In December 2025, items worth an estimated €30 million were stolen from a Sparkasse bank in the Gelsenkirchen suburb of Buer, Germany. The thieves used a large drill to break into the bank's underground vault and proceeded to crack over 3,000 safe deposit boxes.

nerdsniper 2 hours ago | parent [-]

Don’t need events that extreme. Regular branch banks have stuff go missing from the safety deposit boxes shockingly regularly. The locks aren’t particularly secure and various people are able to access them. It can be hard to find articles about them because they don’t make the news like the more remarkable incidents do. Examples of boring security box failures (but that were noteworthy in other ways so they did make the news): Jennifer Morsch, Roberta Glassman, Lianna Sarabekyan (multiple customers affected), Philip Poniz, Wells Fargo in Cape Coral FL, Wells Fargo Katy TX (many customers affected, blamed on road construction down the street), lots of individual stories where banks just totally stopped following their own procedures on ID checking and logging.

The vast majority of these don’t make the news because there’s no proof there was even anything inside the box in the first place so anyone could be lying.

> Mr. Pluard, who tracks legal filings and news reports, estimates that around 33,000 boxes a year are harmed by accidents, natural disasters and thefts.

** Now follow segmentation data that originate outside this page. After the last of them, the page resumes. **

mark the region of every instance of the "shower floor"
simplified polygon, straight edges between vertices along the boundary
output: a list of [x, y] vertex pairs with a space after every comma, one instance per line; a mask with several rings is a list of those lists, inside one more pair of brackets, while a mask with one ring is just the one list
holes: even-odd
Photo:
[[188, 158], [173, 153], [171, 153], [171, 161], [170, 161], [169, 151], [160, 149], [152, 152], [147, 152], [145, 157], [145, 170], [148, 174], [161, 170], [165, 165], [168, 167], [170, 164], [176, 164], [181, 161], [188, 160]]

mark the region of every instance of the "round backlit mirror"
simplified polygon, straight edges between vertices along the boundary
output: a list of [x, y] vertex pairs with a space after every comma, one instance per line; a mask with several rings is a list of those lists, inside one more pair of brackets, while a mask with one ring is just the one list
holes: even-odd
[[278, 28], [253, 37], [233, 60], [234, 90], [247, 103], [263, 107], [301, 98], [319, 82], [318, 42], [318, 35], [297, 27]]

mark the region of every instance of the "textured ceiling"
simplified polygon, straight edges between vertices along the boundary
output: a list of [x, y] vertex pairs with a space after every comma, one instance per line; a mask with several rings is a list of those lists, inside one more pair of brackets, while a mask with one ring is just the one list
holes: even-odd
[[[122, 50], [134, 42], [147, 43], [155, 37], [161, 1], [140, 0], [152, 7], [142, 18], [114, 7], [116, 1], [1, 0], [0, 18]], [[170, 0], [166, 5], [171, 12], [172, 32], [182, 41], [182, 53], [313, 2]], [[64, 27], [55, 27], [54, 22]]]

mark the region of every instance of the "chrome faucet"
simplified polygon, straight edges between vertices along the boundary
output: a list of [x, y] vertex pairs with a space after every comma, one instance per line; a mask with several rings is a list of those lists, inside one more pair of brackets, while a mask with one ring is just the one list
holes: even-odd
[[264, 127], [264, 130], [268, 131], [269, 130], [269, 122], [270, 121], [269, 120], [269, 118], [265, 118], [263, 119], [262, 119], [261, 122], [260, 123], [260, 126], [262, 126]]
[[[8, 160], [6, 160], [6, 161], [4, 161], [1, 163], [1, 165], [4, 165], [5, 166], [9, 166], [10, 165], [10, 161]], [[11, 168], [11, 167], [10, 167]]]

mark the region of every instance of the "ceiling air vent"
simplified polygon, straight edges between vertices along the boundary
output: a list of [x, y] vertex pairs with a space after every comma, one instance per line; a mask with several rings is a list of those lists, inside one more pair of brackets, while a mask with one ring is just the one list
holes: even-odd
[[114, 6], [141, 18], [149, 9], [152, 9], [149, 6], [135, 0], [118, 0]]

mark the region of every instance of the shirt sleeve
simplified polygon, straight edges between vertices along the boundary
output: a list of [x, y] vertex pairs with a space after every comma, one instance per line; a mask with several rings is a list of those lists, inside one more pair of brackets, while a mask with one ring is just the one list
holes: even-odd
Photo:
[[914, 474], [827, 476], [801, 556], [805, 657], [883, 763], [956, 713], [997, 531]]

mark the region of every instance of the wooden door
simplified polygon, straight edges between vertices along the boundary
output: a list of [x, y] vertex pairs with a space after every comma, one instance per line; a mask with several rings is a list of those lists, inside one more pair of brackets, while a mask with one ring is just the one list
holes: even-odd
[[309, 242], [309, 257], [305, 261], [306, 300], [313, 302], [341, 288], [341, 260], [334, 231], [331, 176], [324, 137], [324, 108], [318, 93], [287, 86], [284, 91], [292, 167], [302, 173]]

> Oddly, the bank returned to him five watches that weren’t his. “They were the wrong color, the wrong size — totally different than what I had,” Mr. Poniz said. “I had no idea where they came from.”

https://archive.is/j8e6x

MiddleEndian a minute ago | parent [-]

What if you RAID01 it, so you have four safety deposit boxes, two with the first half of your password, two with the second half of your password? Then no snoop at a particular bank would be able to get your password, but also if one or two go missing, the password won't be lost. And you just check it periodically.